Cardiac disease is the most common cause of nontraumatic death in the United States.
There are more than 300,000 sudden cardiac deaths (SCD) each year in the United States. The survival rate of SCD is dependent on the length of time without a pulse, the underlying cardiac rhythm, and comorbidities.
Early and uninterrupted chest compressions and early defibrillation are the keys to successful resuscitation.
Cardiopulmonary arrest is defined by unconsciousness, apnea, and pulselessness. Sudden cardiac death (SCD) is associated with an underlying history of coronary artery disease (CAD), but an acute thrombotic event is causal in only 20-40% of cardiac arrests. Twenty-five percent of cardiac arrests may have a noncardiac origin (eg, pulmonary embolus, respiratory arrest, drowning, overdose). The most common initial rhythm is ventricular fibrillation (VF), found in approximately 30% of patients. Asystole and pulseless electrical activity (PEA) are the next most common presenting rhythms.
The risk of SCD is 4 times higher in patients with coronary artery disease risk factors and 6–10 times higher in patients with known heart disease. Structural heart disease (eg, cardiomyopathy, heart failure, left ventricular hypertrophy, myocarditis) accounts for 10% of cases of SCD. Another 10% of SCD cases occur in patients with no structural heart disease or CAD. These cases are thought to originate from Brugada syndrome, commotio cordis, prolonged QT syndrome, and familial ventricular tachycardia (VT), which all cause dysrhythmias leading to SCD.
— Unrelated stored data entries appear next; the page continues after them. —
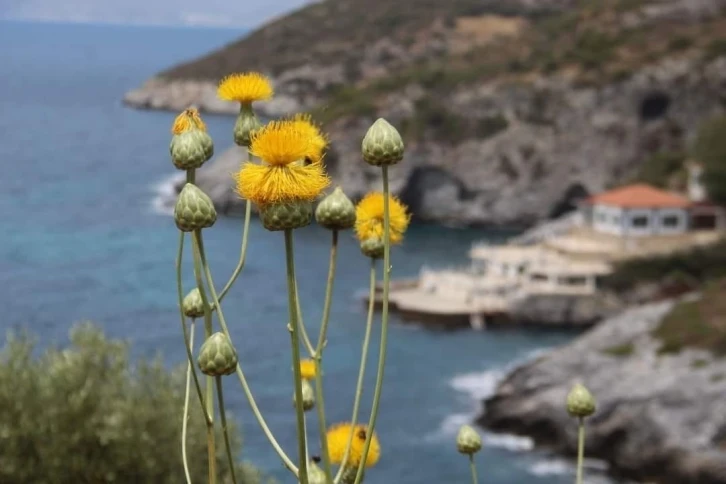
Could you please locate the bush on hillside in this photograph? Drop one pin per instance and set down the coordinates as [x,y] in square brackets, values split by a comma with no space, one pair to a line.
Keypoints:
[85,415]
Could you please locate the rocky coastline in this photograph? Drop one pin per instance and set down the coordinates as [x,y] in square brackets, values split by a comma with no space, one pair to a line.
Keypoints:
[661,418]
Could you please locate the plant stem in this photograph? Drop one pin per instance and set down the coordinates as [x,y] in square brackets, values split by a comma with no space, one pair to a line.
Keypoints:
[580,449]
[223,417]
[240,374]
[185,416]
[318,358]
[209,385]
[384,325]
[472,464]
[362,368]
[295,341]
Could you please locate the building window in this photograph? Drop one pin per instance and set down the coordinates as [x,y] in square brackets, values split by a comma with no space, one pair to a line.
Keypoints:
[671,221]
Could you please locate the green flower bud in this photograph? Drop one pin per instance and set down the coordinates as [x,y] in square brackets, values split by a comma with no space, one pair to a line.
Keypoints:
[580,402]
[336,211]
[191,149]
[194,209]
[192,305]
[468,440]
[372,247]
[382,144]
[282,216]
[217,356]
[308,396]
[246,123]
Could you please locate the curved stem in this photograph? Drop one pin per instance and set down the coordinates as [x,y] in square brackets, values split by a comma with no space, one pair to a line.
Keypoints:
[318,356]
[185,415]
[180,296]
[295,341]
[223,417]
[384,324]
[580,449]
[240,374]
[209,385]
[472,464]
[362,368]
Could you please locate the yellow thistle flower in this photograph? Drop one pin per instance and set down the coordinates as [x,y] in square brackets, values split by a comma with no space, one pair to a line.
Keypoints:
[307,369]
[369,218]
[187,120]
[337,437]
[245,88]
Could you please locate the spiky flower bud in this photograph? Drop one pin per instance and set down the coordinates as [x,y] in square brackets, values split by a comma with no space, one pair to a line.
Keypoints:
[192,305]
[217,356]
[580,402]
[194,209]
[308,396]
[191,149]
[372,247]
[382,144]
[336,211]
[245,125]
[282,216]
[468,440]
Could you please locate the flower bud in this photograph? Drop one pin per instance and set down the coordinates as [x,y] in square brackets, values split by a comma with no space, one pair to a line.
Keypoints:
[372,247]
[308,396]
[194,210]
[468,440]
[382,144]
[336,211]
[580,402]
[283,216]
[245,125]
[192,305]
[217,356]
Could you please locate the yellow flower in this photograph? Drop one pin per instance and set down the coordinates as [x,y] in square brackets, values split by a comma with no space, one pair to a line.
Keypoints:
[283,177]
[318,139]
[338,436]
[369,218]
[307,369]
[245,87]
[187,120]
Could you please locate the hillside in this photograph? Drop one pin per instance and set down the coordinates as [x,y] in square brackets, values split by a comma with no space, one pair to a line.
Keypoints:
[508,108]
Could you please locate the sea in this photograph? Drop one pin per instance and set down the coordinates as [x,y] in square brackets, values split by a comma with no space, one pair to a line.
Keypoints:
[85,237]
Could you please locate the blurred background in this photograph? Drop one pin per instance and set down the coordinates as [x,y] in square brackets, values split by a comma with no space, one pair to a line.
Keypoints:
[523,121]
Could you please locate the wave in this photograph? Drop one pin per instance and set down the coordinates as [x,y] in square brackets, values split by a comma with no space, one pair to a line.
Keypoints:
[165,193]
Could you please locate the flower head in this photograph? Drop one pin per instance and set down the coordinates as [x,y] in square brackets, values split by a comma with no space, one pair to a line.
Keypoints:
[187,120]
[245,87]
[338,436]
[307,369]
[369,218]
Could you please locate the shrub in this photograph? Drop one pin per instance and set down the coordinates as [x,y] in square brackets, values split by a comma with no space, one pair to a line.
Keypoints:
[86,415]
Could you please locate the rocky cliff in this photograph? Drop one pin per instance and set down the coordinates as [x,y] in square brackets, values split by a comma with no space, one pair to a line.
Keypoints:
[661,414]
[510,110]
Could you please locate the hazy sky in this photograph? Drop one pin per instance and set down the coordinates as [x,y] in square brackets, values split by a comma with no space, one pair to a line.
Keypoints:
[246,13]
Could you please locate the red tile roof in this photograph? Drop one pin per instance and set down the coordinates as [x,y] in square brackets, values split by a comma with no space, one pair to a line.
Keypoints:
[640,196]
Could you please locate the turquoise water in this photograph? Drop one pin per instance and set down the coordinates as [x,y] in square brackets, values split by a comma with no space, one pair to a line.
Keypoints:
[81,240]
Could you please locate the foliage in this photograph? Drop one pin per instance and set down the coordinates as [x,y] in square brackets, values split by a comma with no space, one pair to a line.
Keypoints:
[710,149]
[86,415]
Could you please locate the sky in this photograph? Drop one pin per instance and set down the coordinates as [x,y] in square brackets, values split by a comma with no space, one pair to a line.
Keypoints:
[231,13]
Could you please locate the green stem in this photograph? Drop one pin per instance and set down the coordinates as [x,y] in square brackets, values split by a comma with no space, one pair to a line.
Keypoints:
[240,374]
[362,368]
[209,385]
[384,325]
[185,415]
[318,358]
[472,464]
[295,341]
[223,417]
[180,296]
[580,449]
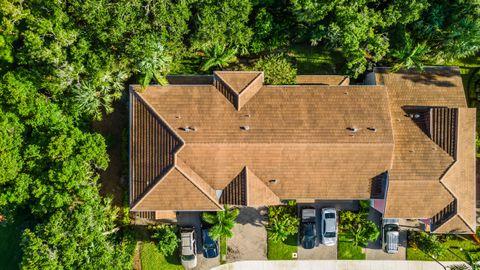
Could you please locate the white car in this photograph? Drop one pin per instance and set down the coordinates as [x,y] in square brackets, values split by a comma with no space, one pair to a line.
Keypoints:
[189,247]
[329,226]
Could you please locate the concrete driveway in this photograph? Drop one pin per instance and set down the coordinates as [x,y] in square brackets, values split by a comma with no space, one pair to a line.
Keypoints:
[193,219]
[374,250]
[249,241]
[320,251]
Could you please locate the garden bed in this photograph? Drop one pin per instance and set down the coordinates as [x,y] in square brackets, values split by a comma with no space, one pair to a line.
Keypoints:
[152,258]
[454,244]
[282,250]
[348,251]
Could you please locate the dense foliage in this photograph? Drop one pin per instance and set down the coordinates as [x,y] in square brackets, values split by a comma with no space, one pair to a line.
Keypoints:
[282,221]
[357,228]
[222,222]
[63,63]
[166,236]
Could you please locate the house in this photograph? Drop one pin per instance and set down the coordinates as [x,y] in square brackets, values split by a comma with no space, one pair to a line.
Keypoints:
[406,140]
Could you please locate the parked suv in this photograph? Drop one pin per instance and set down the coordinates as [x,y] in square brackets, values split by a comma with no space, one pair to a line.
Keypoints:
[329,226]
[390,233]
[308,232]
[189,247]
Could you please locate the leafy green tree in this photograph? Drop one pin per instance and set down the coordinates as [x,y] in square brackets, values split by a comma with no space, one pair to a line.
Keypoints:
[277,69]
[219,56]
[167,238]
[430,244]
[282,222]
[410,55]
[223,222]
[222,23]
[357,228]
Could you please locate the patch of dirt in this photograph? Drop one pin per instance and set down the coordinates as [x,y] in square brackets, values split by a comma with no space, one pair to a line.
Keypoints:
[114,179]
[137,259]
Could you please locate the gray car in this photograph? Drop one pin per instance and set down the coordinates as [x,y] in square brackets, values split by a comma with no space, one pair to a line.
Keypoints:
[329,226]
[189,246]
[390,234]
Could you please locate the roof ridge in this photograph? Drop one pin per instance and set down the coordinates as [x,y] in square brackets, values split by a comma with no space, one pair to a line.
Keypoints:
[181,166]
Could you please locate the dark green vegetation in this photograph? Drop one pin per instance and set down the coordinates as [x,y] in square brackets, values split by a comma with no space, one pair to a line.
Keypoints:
[153,259]
[63,63]
[282,222]
[421,247]
[355,232]
[282,250]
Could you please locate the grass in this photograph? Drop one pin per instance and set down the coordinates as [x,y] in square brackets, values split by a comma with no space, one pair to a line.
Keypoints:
[347,251]
[453,243]
[314,60]
[223,250]
[152,258]
[282,250]
[10,237]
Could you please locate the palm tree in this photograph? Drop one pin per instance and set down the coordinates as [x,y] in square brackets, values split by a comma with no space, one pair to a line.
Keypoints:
[223,222]
[220,56]
[156,65]
[410,56]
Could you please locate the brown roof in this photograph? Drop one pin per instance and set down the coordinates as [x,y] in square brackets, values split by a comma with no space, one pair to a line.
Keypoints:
[442,154]
[241,142]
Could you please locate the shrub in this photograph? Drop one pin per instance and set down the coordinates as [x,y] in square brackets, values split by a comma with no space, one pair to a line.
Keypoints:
[167,238]
[282,222]
[430,244]
[357,228]
[277,69]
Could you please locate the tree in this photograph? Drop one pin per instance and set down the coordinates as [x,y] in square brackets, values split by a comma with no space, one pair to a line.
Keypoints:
[410,55]
[167,238]
[430,244]
[282,222]
[222,23]
[277,69]
[218,56]
[223,222]
[357,228]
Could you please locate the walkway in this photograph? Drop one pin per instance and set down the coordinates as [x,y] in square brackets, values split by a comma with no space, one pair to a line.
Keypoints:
[334,265]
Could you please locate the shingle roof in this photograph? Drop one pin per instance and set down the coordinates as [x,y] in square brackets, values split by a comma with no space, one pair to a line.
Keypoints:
[241,142]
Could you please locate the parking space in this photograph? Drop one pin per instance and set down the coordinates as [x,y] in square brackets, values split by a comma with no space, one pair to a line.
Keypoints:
[320,251]
[193,219]
[374,250]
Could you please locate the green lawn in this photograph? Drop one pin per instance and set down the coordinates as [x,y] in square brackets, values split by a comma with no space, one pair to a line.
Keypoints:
[10,236]
[452,254]
[282,250]
[313,60]
[347,251]
[152,259]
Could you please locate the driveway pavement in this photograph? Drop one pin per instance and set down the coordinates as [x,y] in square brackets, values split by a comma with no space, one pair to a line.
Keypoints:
[249,241]
[320,251]
[335,265]
[189,219]
[374,250]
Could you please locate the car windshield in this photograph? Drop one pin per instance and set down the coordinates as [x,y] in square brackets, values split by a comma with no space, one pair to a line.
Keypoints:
[330,234]
[329,215]
[188,257]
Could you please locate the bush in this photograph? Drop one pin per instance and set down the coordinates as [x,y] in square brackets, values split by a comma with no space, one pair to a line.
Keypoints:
[167,238]
[277,69]
[357,228]
[430,244]
[282,222]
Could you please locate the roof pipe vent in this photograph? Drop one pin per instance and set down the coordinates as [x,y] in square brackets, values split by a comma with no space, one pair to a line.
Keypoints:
[353,129]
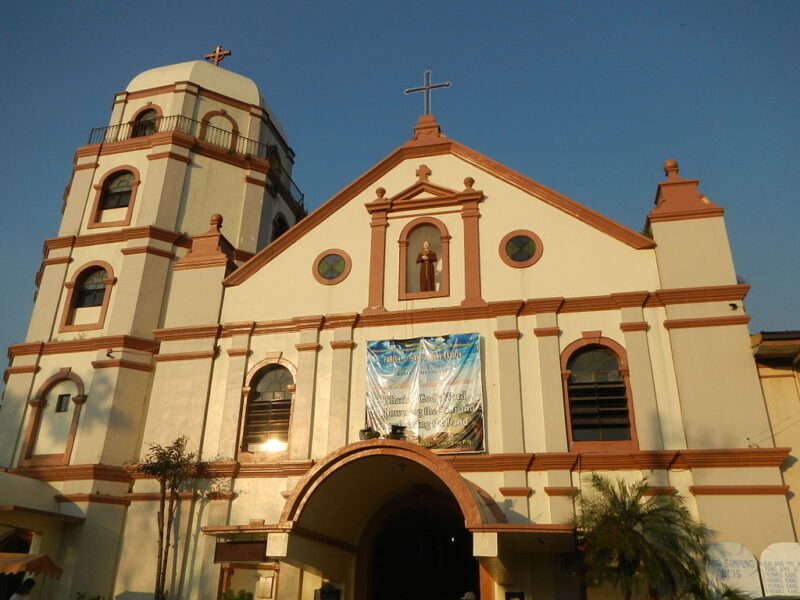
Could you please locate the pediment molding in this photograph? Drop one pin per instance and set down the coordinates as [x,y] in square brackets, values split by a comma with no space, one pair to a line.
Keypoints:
[424,194]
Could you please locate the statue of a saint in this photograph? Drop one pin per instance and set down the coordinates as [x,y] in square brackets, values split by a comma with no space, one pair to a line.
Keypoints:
[427,274]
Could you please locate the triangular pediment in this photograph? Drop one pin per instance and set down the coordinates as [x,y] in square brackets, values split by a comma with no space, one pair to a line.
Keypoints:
[423,190]
[428,141]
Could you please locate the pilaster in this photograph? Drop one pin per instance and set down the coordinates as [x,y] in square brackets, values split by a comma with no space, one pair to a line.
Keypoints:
[552,393]
[511,422]
[342,348]
[302,418]
[634,327]
[235,395]
[48,300]
[19,378]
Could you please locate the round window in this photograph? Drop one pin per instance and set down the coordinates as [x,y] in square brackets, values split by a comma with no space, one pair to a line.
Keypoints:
[331,267]
[520,248]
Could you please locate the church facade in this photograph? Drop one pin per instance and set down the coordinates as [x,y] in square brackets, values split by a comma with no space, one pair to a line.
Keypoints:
[396,395]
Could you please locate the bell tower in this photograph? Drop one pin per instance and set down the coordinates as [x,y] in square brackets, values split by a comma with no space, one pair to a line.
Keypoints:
[183,142]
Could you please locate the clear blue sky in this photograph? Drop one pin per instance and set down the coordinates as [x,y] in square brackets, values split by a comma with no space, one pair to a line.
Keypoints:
[587,98]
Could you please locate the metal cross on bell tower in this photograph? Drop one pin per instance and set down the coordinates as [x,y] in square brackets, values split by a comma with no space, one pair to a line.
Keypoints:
[426,88]
[217,55]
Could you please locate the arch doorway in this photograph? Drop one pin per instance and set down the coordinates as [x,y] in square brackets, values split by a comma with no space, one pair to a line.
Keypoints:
[18,542]
[417,548]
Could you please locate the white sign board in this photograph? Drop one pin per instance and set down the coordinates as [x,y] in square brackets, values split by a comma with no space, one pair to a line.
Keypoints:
[780,569]
[734,565]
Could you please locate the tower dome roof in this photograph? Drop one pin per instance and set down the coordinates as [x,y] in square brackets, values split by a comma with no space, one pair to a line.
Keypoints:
[207,76]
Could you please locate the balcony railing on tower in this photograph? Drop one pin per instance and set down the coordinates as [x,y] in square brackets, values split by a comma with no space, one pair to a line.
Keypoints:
[229,140]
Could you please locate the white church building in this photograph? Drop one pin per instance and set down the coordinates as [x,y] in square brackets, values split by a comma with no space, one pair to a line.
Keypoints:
[396,394]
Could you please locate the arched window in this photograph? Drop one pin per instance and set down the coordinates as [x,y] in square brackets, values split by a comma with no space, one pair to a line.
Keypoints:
[88,297]
[91,288]
[597,396]
[145,123]
[269,407]
[279,227]
[117,191]
[115,196]
[53,420]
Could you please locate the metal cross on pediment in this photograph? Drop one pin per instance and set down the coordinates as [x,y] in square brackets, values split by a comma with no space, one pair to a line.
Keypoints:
[426,88]
[217,55]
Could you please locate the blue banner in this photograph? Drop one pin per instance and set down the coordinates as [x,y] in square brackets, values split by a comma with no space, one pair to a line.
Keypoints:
[432,386]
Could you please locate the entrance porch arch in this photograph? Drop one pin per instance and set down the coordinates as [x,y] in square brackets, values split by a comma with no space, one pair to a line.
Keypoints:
[331,515]
[475,504]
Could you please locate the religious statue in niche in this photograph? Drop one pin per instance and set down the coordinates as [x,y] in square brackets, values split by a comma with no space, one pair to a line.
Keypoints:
[427,273]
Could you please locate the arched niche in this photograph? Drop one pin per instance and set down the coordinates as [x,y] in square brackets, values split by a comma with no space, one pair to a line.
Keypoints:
[411,242]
Other risk factors associated with an increased risk of SCD include smoking, diabetes mellitus, hypertension, dyslipidemia, and a family history of cardiac disease. Moderate alcohol consumption (1–2 drinks per day) is considered protective, whereas heavy alcohol consumption (>6 drinks per day) is a risk factor for SCD.
Despite advances in the field of cardiac resuscitation, the survival rate of out-of-hospital SCD is estimated to be 3–8%. Survival to discharge in out-of-hospital SCD is largely determined by the presenting rhythm. Patients with VF are 15 times more likely to survive to discharge than patients in asystole (34% vs 0–2%).
Obtain history from paramedics, bystanders, or any available family members. Inquire about medications, past medical history, allergies, trauma, and events leading up to SCD.
Do not halt treatment (including chest compressions and bag-valve-mask ventilation) to perform a complete physical exam. If the patient has an endotracheal tube in place, verify position by using end-tidal CO2 capnography or capnometry.
If the patient has a return of spontaneous circulation (ROSC), order a complete blood count, electrolytes, renal function, and myocardial markers (ie, troponin). Coagulation studies, an arterial blood gas, and a lactate may also be useful.